# The SBHonline Community Daily > Music >  >  MCC tonight at Wolftrap

## JEK

At setlist from two nights ago

Mary Chapin Carpenter

Chasing What's Already Gone 
I Tried Going West 
Transendental Reunion 
Shut Up and Kiss Me 
Passionate Kisses 
The Way I Feel 
What to Keep and What to Throw Away 
Learning the World 
Another Home 
Halley Came to Jackson 
He Thinks He'll Keep Her 
Down at the Twist and Shout 
Girls with Guitars 
Stones in the Road 
New Years Day 
Soul Companion 
Encore:
I Feel Lucky 
The Hard Way 
Encore 2:
Jericho 
Don't Need Much To Be Happy

----------


## JEK

She is in a funk over her life and times and her music shows it. Her new album is a downer, at least in the first half.
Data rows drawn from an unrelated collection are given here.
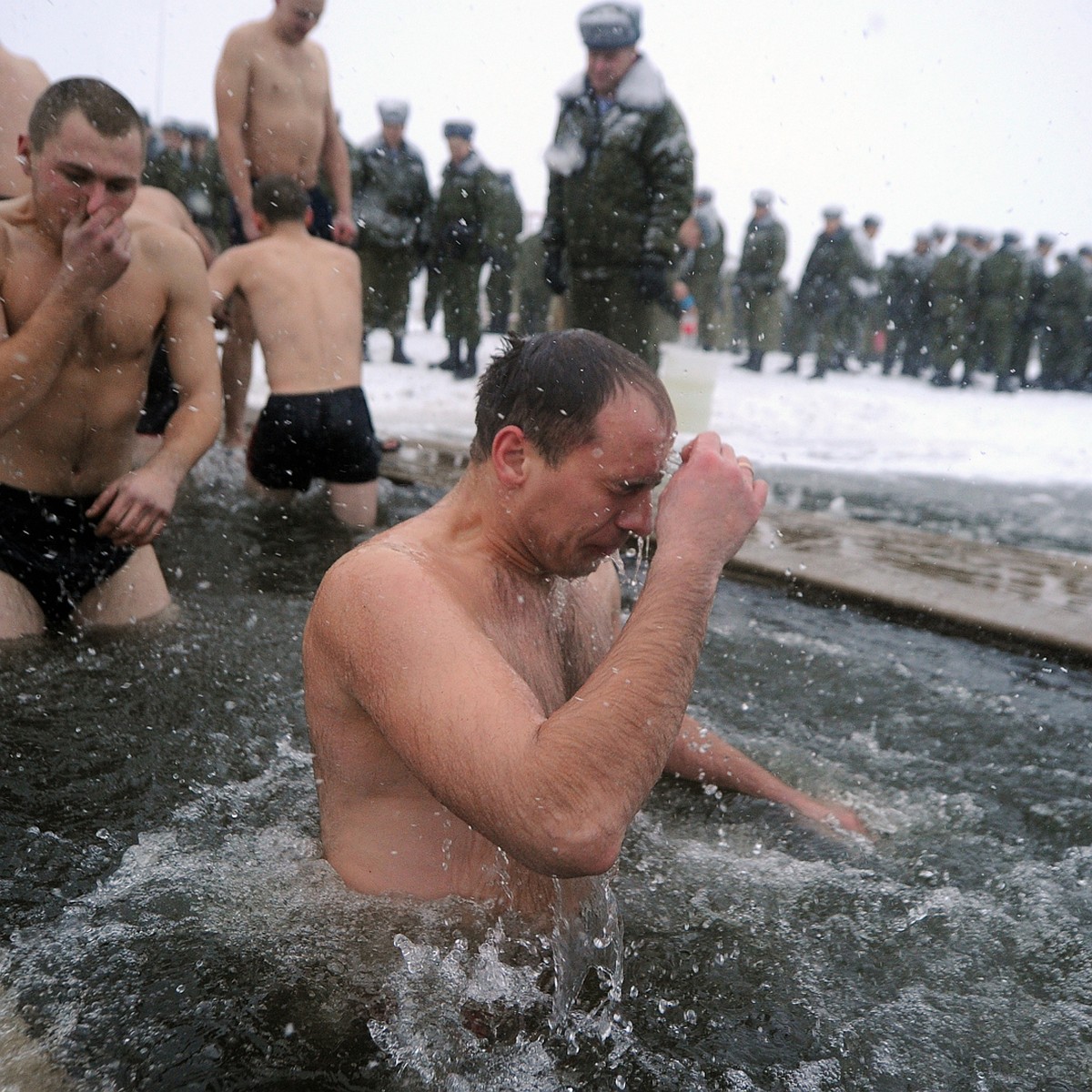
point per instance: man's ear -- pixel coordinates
(511, 456)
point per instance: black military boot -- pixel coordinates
(399, 356)
(469, 369)
(452, 361)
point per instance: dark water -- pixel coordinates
(167, 924)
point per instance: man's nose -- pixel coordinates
(636, 517)
(96, 196)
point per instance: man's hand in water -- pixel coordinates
(711, 502)
(135, 508)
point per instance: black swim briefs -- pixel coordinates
(300, 437)
(49, 546)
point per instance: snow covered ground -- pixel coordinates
(862, 424)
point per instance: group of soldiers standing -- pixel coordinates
(476, 219)
(939, 312)
(986, 307)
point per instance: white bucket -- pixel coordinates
(691, 378)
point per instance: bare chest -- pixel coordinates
(554, 643)
(284, 83)
(120, 328)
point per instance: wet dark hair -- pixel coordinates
(279, 197)
(105, 108)
(552, 386)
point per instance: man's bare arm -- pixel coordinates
(136, 506)
(703, 756)
(337, 164)
(556, 792)
(96, 251)
(233, 103)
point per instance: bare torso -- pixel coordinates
(80, 436)
(288, 96)
(21, 82)
(382, 829)
(305, 299)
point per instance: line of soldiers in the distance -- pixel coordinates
(947, 312)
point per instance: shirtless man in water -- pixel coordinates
(83, 296)
(276, 116)
(305, 296)
(480, 722)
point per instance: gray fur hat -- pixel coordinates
(393, 112)
(611, 25)
(462, 129)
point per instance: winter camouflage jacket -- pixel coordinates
(468, 213)
(763, 255)
(622, 181)
(391, 200)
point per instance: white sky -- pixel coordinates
(966, 112)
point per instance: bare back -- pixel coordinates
(305, 299)
(21, 82)
(283, 94)
(81, 435)
(382, 829)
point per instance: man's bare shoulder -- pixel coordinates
(241, 43)
(164, 246)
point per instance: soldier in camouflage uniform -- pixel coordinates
(621, 185)
(467, 217)
(498, 288)
(1003, 298)
(169, 168)
(207, 196)
(1066, 308)
(757, 285)
(393, 210)
(905, 287)
(703, 276)
(824, 294)
(1031, 323)
(953, 292)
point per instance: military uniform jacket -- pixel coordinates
(168, 172)
(1003, 277)
(834, 263)
(468, 213)
(622, 178)
(1068, 294)
(391, 200)
(763, 257)
(954, 276)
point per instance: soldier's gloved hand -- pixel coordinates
(652, 278)
(551, 273)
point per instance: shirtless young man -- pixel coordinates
(152, 202)
(305, 296)
(85, 296)
(21, 82)
(276, 116)
(480, 725)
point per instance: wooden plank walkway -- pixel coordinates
(1029, 599)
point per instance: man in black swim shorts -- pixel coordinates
(85, 293)
(50, 546)
(304, 294)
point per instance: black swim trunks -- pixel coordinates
(49, 546)
(328, 436)
(162, 398)
(322, 217)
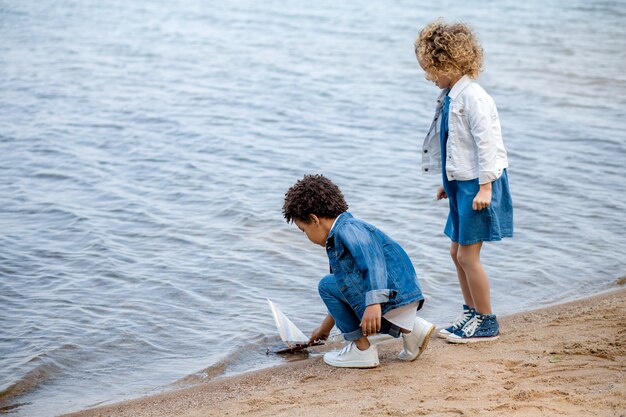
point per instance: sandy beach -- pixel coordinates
(566, 360)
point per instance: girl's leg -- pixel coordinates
(346, 319)
(465, 289)
(468, 258)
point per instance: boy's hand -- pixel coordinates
(371, 319)
(483, 197)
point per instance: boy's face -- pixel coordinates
(441, 80)
(314, 230)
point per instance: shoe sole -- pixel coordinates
(360, 365)
(424, 344)
(472, 339)
(443, 335)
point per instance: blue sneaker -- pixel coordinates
(458, 324)
(480, 328)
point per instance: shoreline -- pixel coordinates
(566, 359)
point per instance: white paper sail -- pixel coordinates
(287, 330)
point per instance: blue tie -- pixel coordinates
(443, 133)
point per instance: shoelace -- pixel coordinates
(472, 325)
(462, 319)
(347, 348)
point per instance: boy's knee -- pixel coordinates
(324, 286)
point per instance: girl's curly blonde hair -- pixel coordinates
(443, 48)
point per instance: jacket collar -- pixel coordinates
(459, 86)
(343, 217)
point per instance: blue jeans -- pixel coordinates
(346, 319)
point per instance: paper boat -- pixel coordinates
(289, 333)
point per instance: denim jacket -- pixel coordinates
(369, 266)
(475, 148)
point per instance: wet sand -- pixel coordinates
(566, 360)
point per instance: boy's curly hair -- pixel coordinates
(313, 194)
(443, 48)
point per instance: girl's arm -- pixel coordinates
(483, 197)
(480, 113)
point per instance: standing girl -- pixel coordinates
(464, 143)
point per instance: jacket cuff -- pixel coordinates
(376, 297)
(485, 177)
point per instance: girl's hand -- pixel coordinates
(371, 319)
(441, 193)
(483, 197)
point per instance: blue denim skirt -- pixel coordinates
(467, 226)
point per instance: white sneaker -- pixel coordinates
(416, 341)
(351, 357)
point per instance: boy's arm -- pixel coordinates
(370, 260)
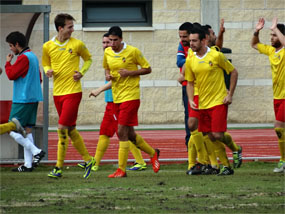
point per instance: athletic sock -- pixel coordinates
(61, 146)
(78, 143)
(227, 139)
(221, 153)
(7, 127)
(144, 146)
(197, 137)
(281, 141)
(123, 154)
(192, 153)
(102, 146)
(211, 151)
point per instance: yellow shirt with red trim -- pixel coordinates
(64, 59)
(124, 88)
(207, 72)
(277, 61)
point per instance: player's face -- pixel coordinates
(275, 42)
(195, 42)
(67, 30)
(184, 37)
(115, 43)
(105, 42)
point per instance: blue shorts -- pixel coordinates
(26, 113)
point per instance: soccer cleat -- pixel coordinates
(95, 168)
(118, 174)
(209, 170)
(196, 170)
(237, 158)
(22, 168)
(280, 167)
(226, 171)
(88, 167)
(19, 127)
(82, 165)
(154, 161)
(138, 167)
(38, 158)
(55, 173)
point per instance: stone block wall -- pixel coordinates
(161, 98)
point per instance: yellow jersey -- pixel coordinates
(277, 61)
(124, 88)
(207, 72)
(63, 59)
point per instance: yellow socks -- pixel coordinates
(144, 146)
(62, 146)
(281, 141)
(123, 154)
(198, 139)
(211, 151)
(7, 127)
(227, 139)
(78, 143)
(192, 153)
(137, 154)
(102, 146)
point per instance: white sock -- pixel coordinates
(25, 142)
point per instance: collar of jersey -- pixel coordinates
(59, 44)
(208, 50)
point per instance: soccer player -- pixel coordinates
(205, 67)
(27, 93)
(276, 54)
(109, 125)
(121, 63)
(184, 31)
(61, 57)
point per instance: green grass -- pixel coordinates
(254, 188)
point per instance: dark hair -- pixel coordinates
(115, 31)
(106, 34)
(200, 31)
(60, 19)
(186, 26)
(17, 37)
(281, 27)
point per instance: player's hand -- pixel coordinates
(9, 57)
(49, 73)
(274, 23)
(95, 93)
(124, 72)
(77, 76)
(193, 105)
(260, 24)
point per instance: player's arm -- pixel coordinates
(255, 38)
(98, 91)
(276, 31)
(220, 38)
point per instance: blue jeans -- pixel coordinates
(186, 113)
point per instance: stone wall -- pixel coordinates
(160, 93)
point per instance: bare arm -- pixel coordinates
(255, 38)
(276, 31)
(220, 38)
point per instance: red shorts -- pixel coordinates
(127, 112)
(192, 112)
(279, 110)
(67, 108)
(109, 124)
(213, 119)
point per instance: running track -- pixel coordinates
(261, 143)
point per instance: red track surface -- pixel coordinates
(255, 143)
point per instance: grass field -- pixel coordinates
(254, 188)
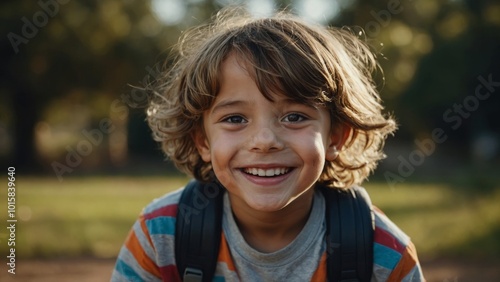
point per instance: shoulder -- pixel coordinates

Loudon Wainright III opened for her and he was really funny last night. Read some of his father's pieces from Life magazine in the 70s and 80s and set a few to song. Now there is an interesting family with Martha and Rufus as kids and songwriters. Loudon has suffered a few slings from the kids -- B.M.F.A. for one.

----------


## Grey

Aside from her new music how was the rest of MCC's show?  Her voice is beautiful.  Stones in the Road is a favorite.

----------


## JEK

She has in great voice and did a number of her old favorites. One of her first bookings as a professional was at Wolftrap and she has deep roots there.

----------